OTHERS

Impact of reforms shaping voter attitude

CHENNAI, APRIL 29. The impact of economic reforms on Tamil Nadu's polity looks a curious paradox of growth at the macro-level, with ``islands of negative trends'' at the micro-level.

It is this apparent imbalance, visible during a recent election tour of several districts, that is quietly shaping political attitudes at various levels, in the run-up to the May 10 Assembly elections.

Though this changing scenario requires a ``more detailed disaggregate documentation in itself'' as Dr. M. Anandakrishnan, noted educationist and the Information Technology Adviser to the Chief Minister, put it some time back, the poll context has thrown up astonishing ``class versus caste issues.''

This is reflected in the voter attitude towards established political parties on the one hand - already taking the flak of the reforms - and the relatively `more deprived lot' in the rural segments who now feel `caste consolidation' and `MBC status' is the way to upward mobility.

Knowingly or unknowingly, the `Harshad Mehta-induced stock market boom' meant more money-flow while the non-banking finance companies, many of which offered astronomical interest rates with post-dated cheques and eventually went bust, seemingly fattened the consumer's purse.

For the simple townsman and the peripheral villager, the last five years of the DMK Government, despite the reasonable `good administration' it gave, allegedly `choked' this money- movement. Pana Puzhakkam Illenge (no money circulation), is the common refrain at many places.

While the somewhat educated people see that the State Governments have no role to play in either the Reserve Bank's tight/easy money (credit) policies or the SEBI's stock market regulations, few in the villages know that the erstwhile United Front Government's VDIS scheme had mopped up quite a bit of black money.

``To say there is a money crunch only reflects a mind crunch in some people,'' says the Thondar Congress leader, Mr. Kumari Ananthan, quoting the Chief Minister and DMK president, Mr. M. Karunanidhi. Fighting the polls under the NDA umbrella, Mr. Ananthan says it is a misconception as ``the money has substantially gone into assets creation and infrastructure under the DMK regime.''

The CPI State secretary, Mr. R. Nallakannu, still disagrees. ``TIDEL park creation by the DMK Government is fine, but are all the new jobs going to be only in computers?''

The farmers at many places complained of decline in paddy prices this year and wanted the Government to fix a standard procurement price. The offer of Rs. 1000 per tonne, as the State-advised price for sugarcane linked to a 10 per cent recovery, was ``utopian,'' as only few sugar mills in Tamil Nadu were capable of that recovery rate, some ryots said.
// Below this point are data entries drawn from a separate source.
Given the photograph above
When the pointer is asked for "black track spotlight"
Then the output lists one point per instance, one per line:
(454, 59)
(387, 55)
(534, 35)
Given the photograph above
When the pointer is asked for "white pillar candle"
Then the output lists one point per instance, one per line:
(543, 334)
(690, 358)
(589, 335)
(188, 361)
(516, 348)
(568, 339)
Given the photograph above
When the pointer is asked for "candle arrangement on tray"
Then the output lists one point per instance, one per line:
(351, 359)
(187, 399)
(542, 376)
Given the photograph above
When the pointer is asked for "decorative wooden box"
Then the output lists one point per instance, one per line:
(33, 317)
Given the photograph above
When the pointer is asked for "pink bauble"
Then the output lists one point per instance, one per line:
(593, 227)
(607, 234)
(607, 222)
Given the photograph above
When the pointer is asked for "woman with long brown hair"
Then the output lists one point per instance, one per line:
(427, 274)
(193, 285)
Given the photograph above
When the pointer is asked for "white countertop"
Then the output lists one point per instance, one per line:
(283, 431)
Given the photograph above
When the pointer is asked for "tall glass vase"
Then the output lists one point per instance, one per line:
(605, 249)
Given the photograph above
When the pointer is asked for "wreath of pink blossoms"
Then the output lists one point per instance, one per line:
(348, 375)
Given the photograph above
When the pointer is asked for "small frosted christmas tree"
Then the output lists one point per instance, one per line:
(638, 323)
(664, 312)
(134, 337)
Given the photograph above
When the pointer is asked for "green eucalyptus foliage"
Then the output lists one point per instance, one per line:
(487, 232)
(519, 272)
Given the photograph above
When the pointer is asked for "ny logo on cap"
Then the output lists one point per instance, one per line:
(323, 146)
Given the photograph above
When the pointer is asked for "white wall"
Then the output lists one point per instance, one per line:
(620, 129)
Amazingly, in a few rural pockets of Villupuram district, people are aware that Chinese locks and toys are being `dumped' in the Indian market. But their attitude to a possible surge in cheap imports is typically negative. ``Why have products which are locally available,'' they ask.

But, the townsman does not see all evil in imported products. ``My income from running an STD booth has nosedived to Rs.1000 a month from Rs.7000 a few years back. I supplement it selling `Amway' - the multi-marketing network - consumer products,'' says an ex-serviceman at Virudachalam. ``Bank loans for new enterprises are so hard to come by due to the new prudential norms.''

Apart from the joblessness of workers of closed industrial units without any retraining or reabsorption facility - the tannery industry in composite North Arcot district is a typical example - the gainers from the long years of reservation and the reform process now sport a `neo-class' look.

For instance, the well-off sections among the Mudaliars or other BCs, particularly the professionals, do not see the need for any caste-based consolidation to express their voting intent.

While the new class status has given them an ``identity to be proud of,'' the losers from the reservation/reform process, like the weavers among the Mudaliars, want to fight their `low-income status' with caste identity assertion. Thus, it seems, both party and caste identities will play an equal role in shaping the outcome of the 2001 election.